夜空睜開眼睛的時候,後腦傳來一陣鈍痛,他下意識伸手摸了摸,枕骨往下鼓了個大包,看來那一下打得不輕。


    他側頭,看到霽初正一臉憔悴地坐在他的床前,紅紅的眼圈,像是剛剛哭過。見他醒來,她破涕為笑,趕緊端來桌上的熱粥,小嘴嘟著,替他吹涼。


    “夜空,夜空,你嚇死我了……”


    夜空坐起,任她一勺一勺往他嘴裏送粥,他順從地吃下咽下。


    他瞧著她的臉,依舊是嫩如軟玉,卻蒼白如紙,低頭吹粥的時候,長睫蓋住眼瞳,微微上翹,因剛剛被淚滴打濕,還幾根一縷地沾著。


    這等神態,不像是裝出來的,她應該是真的因為他的昏迷而日夜擔心了。


    “抱歉,公主,讓你擔心了。”夜空發出一貫的冷淡聲線與疏離的辭藻。他不能說得過多,更不能問。他現在手上掌握的信息太少了,他隻能以靜製動,等待信息自動送入。


    “幹嘛道歉?”霽初說著說著,眼淚如沸騰的開水,潸然落在夜空的床榻邊,“自從上次大將軍府相遇,我就覺得你的身體變虛弱了,竟沒想到,你多喝了幾杯,竟然昏迷了好幾天!是我該死,不該讓你和這麽多的!”


    “我喝多了昏迷的?”


    居然不是被打暈的?


    “嗯……”霽初哀傷地點點頭,“那日清早,出了點事,大家等你出主意,你卻遲遲不起床,我進你房間叫你,竟是怎麽都叫不醒了!”
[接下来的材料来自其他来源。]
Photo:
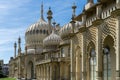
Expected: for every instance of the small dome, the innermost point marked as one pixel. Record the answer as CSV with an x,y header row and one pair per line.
x,y
52,39
89,4
36,33
67,29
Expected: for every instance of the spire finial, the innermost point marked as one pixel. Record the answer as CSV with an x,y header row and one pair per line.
x,y
74,9
54,24
42,11
91,1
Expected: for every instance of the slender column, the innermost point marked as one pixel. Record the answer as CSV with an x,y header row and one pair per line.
x,y
77,66
51,72
83,57
43,72
40,73
35,63
118,4
15,45
26,63
98,55
42,69
47,72
118,49
98,11
72,60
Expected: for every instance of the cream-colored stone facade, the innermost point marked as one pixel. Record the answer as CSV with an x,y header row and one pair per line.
x,y
89,48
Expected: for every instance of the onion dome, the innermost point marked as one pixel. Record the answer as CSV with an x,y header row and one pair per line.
x,y
89,4
52,41
67,29
37,32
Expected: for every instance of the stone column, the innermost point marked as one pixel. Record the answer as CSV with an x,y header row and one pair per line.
x,y
72,60
118,4
19,69
98,11
98,54
43,72
51,72
40,72
83,57
118,49
26,63
77,66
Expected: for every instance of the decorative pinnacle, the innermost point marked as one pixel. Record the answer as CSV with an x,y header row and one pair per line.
x,y
15,44
42,11
19,40
54,23
49,13
25,47
74,6
89,1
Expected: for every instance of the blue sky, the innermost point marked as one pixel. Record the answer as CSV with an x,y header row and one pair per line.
x,y
17,15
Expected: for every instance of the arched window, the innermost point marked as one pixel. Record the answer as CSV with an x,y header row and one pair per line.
x,y
106,64
92,65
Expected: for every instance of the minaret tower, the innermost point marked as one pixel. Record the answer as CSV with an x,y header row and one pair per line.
x,y
49,17
74,10
19,46
15,47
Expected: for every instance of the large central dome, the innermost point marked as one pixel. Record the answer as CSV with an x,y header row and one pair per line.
x,y
36,33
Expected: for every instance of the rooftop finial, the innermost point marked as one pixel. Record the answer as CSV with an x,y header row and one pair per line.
x,y
91,1
74,9
42,11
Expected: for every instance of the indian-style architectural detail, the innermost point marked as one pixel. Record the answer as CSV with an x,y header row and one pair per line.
x,y
86,48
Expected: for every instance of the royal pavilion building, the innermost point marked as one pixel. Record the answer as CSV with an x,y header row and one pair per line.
x,y
86,48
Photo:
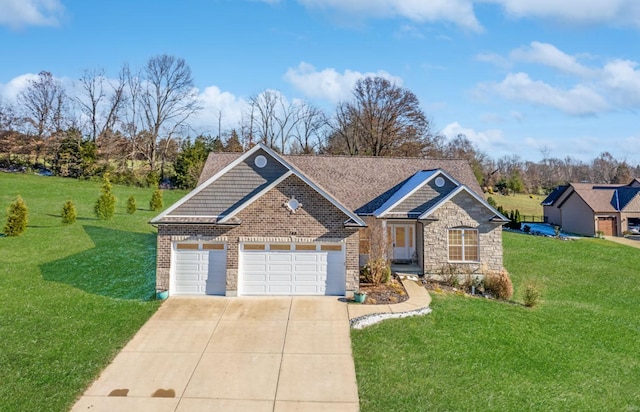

    “我、貓又和山童無論怎麽看,都看不出你中了術法。”霽初接著道,“知道不是術法所為,我們就請了大夫,大夫診了脈,就說你腦部氣血淤滯了,問我給你吃了什麽。


    “我們那天隻吃飯喝酒了啊~我就照實說,大夫說可能是喝了太多酒,才昏迷的……都是我不好,夜空,你好些了嗎?”


    霽初說著,拿出帕子替他擦拭額頭。


    夜空側頭躲開了,霽初拿著帕子的手僵在原處,表情錯愕道:“夜空,你怎麽了?”


    夜空沉默不語地望著霽初,她在他眼中看到了陌生與冷漠,她不解的眼神,與懵懂的神態,似是激怒了他,他一把扯住她僵在半空的手,將它按在床上。


    她的身子由於夜空的力道而失去重心,隨即半截身子倒在夜空的腿上,夜空一翻身將她壓在身下。


    “夜……”


    她如被獅子鉗住的小鹿一般,在他的身子下一動都動不了。


    驚慌失措中,夜空霸道地覆上她的唇。


    她身體裏的禦狐令還在,那晚楓鬥並沒有占有她,但是什麽原因,他就不知道了。是因為剛剛她口中說的“發生了點事”?發生了什麽事,他懶得去問,因為他現在隻想知道,與他在一起,她會不會散發出那麽濃烈的魅惑之香,她會不會嬌.喘得那般酥.軟,讓人欲.罷.不能。


    這麽想著,他強行襲入熾熱的舌頭,和霽初的攪在一起。


    “不要,夜空,你幹什麽呀~不要啊~”


    霽初拚命掙紮。


    夜空心中暗笑,她雖掙紮,但禦狐令並沒有反噬他,也就是說她並不討厭他這樣,禦狐令真是誠實得可怕呢!既然如此,你為什麽不迎合?為什麽不呻.吟?


    “小初,你確定要反抗嗎?”


    夜空的唇離開霽初,似笑非笑地問,但他的手始終沒有離開她的身體。


    被夜空緊緊地抓著,霽初又羞又怕,這不像一直以來的夜空,他剛剛那冷漠的眼神就像當年藍宇尊看她那樣讓人不寒而栗,可為什麽下一秒,他的吻便如此猛烈?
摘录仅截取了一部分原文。